Sunday, June 28, 2015

Why I show a loss on some options (multi-legged trade explained)

Let's go back to May and take a look at something, and I will explain what I did.




This started as a simple short strangle; the reason you see two lots of three and one lot of one is because I made a mistake. I didn't realize a trade had partially filled, so I ended up with just one contract. I thought about dumping it right away but decided to just keep it and see if it worked out in my favor. As you can see, it did. But here is why there is a loss on one side of the trade, and why I bought stock, and why it was profitable overall.

Look at the dates. On April 30th, when SVXY was $78, on average, during the day, I wrote puts for the 77 strike for the May 22nd expiration.  I didn't think my order filled, so I cancelled it and moved on, but it turns out that one was filled, and you see it there. I didn't even see it until I had written the three puts (described below.)  The price for this was $3.30.  I kept it in my arsenal of hopeful money-bringer-inners.  Then I:

Wrote three puts at the 77.50 strike for $3.41 each

Wrote three calls at the 85 strike for $1.55 each

Then things got interesting, as SVXY went on a tear, leaving my sweating forehead behind in the dust.  I had a contingency plan, though, since the last thing I would want is to get assigned to make good on calls that were way in the money, if I have no shares to have "called away."  So when it looked like SVXY was not returning to seventies-town anytime soon, I bought 300 shares of it for $84.35, as you see above.  Obviously this was just cents under my call strike of 85.
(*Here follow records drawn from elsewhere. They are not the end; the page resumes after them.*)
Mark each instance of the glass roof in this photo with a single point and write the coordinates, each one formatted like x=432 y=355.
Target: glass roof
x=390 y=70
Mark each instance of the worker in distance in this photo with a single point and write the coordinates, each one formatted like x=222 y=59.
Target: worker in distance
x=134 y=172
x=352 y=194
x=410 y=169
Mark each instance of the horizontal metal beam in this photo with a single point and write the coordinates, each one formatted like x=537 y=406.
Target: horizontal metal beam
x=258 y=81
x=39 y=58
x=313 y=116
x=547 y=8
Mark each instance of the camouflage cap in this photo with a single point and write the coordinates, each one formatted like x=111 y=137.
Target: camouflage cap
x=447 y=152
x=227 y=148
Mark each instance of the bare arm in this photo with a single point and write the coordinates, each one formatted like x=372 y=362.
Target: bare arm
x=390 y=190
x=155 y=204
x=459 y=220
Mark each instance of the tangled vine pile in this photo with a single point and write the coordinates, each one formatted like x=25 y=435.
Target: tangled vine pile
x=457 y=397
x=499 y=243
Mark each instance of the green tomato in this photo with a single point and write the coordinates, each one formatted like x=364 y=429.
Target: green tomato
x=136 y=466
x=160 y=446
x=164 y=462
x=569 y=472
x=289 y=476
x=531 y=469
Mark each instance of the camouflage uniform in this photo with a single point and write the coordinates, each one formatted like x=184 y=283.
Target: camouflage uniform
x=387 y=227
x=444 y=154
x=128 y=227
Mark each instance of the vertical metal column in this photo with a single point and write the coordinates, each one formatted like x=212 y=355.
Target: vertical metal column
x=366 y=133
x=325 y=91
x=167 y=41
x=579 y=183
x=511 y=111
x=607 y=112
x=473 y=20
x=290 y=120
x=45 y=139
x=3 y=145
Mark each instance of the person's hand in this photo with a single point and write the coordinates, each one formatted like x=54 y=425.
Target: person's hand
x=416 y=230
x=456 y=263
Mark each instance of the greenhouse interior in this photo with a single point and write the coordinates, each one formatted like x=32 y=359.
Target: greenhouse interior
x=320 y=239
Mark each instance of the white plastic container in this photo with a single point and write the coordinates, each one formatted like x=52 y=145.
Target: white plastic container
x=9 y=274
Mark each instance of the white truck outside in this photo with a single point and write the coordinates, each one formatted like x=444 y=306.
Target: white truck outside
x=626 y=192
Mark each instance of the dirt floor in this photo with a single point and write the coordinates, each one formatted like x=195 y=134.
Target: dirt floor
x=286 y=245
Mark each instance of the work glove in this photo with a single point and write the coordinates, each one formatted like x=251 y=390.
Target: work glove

That same day (May 15th), I cashed in the lone 77 put for a handy $268, as you see above.  I didn't do it because I wanted the money or because I thought 77 was a threat.  I think I needed to make room in my account to buy the shares, and/or I was tired of looking at the lopsided trade - I can't remember what my main motivation was.  But this simplified things.  Now I had a "strangle sandwich," as I call it, or a short strangle with some shares in between the short put strike of 77.50 and the short call strike of 85.


So then it was expiration week, and I think I wanted to do something else with my account and needed to make room, so on May 19th I bought back the 77.50 puts for a gain of $964.

With SVXY climbing every day, and expiration just one day away, I had a [virtually] known and guaranteed outcome for what was now just a set of covered calls.  I bought the shares specifically so they could be called away (at a small profit of $195), and I would keep the premium from the short calls.  The known profit would be proceeds from the liquidation of the shares plus $465 from the short calls at expiration, assuming they would expire worthless to the buyer, for a total of $660.

Then, although I didn't plan to do it this way, and would have done a few hundred dollars'-worth better, had I just stuck to my plan of allowing the shares to be called away, I got greedy and sold the shares one day before expiration for a gain of $1,694.  This left me really sweating it out, because I had gotten on the "greed train" at this point, hoping that I could buy back the calls the next day for less than the price at that moment.  I hoped for SVXY to pull back, in other words, and the time premium to evaporate.  Unfortunately, SVXY traded higher on May 22nd than on May 21st for most of the day, or at least for the parts important to me, because I bought the calls back for $5.83, resulting in a loss to me on the calls of $1,304.  (Instead of the approximate loss of several hundred less I was looking at when I hatched this last-minute daredevil plan.)  Netted together with the shares, the end result of the covered call adventure was a gain of $390, though.

The covered call move would have netted me $660, remember, had I simply let the calls expire and allow the stock to be called away from me.  Lesson learned on last-minute attempts to squeeze a little bit more out of an already-winning strategy.  But it was a winning move, overall, anyway, so I can't complain too much.

So, let's sum up the whole shebang now:
Short "mistake" put at 77 strike: $268 profit
Short 77.50 puts:  $964 profit
Covered calls:  $390 profit
Total for three weeks:  $1,622
(would have been $1,818 at expiration, excluding commission, had the underlying simply remained between the strikes.)
(would have been  $2,013, excluding commission, had I let the puts expire and had I not messed with the covered call near the end.)  I didn't let the puts expire because I needed the capital in order to protect myself by owning shares on the call side.  Maybe I would have been fine by leaving the puts alone and letting the calls do what they wanted, but I didn't know that, and I wasn't going to risk it.

Not bad for something that ran away from me immediately after I initiated it, and now you understand why sometimes you see big-ticket losses in my account.  Maybe they aren't actually losses at all, when you see them within the context of the overall trade of which those "losers" were just one important part.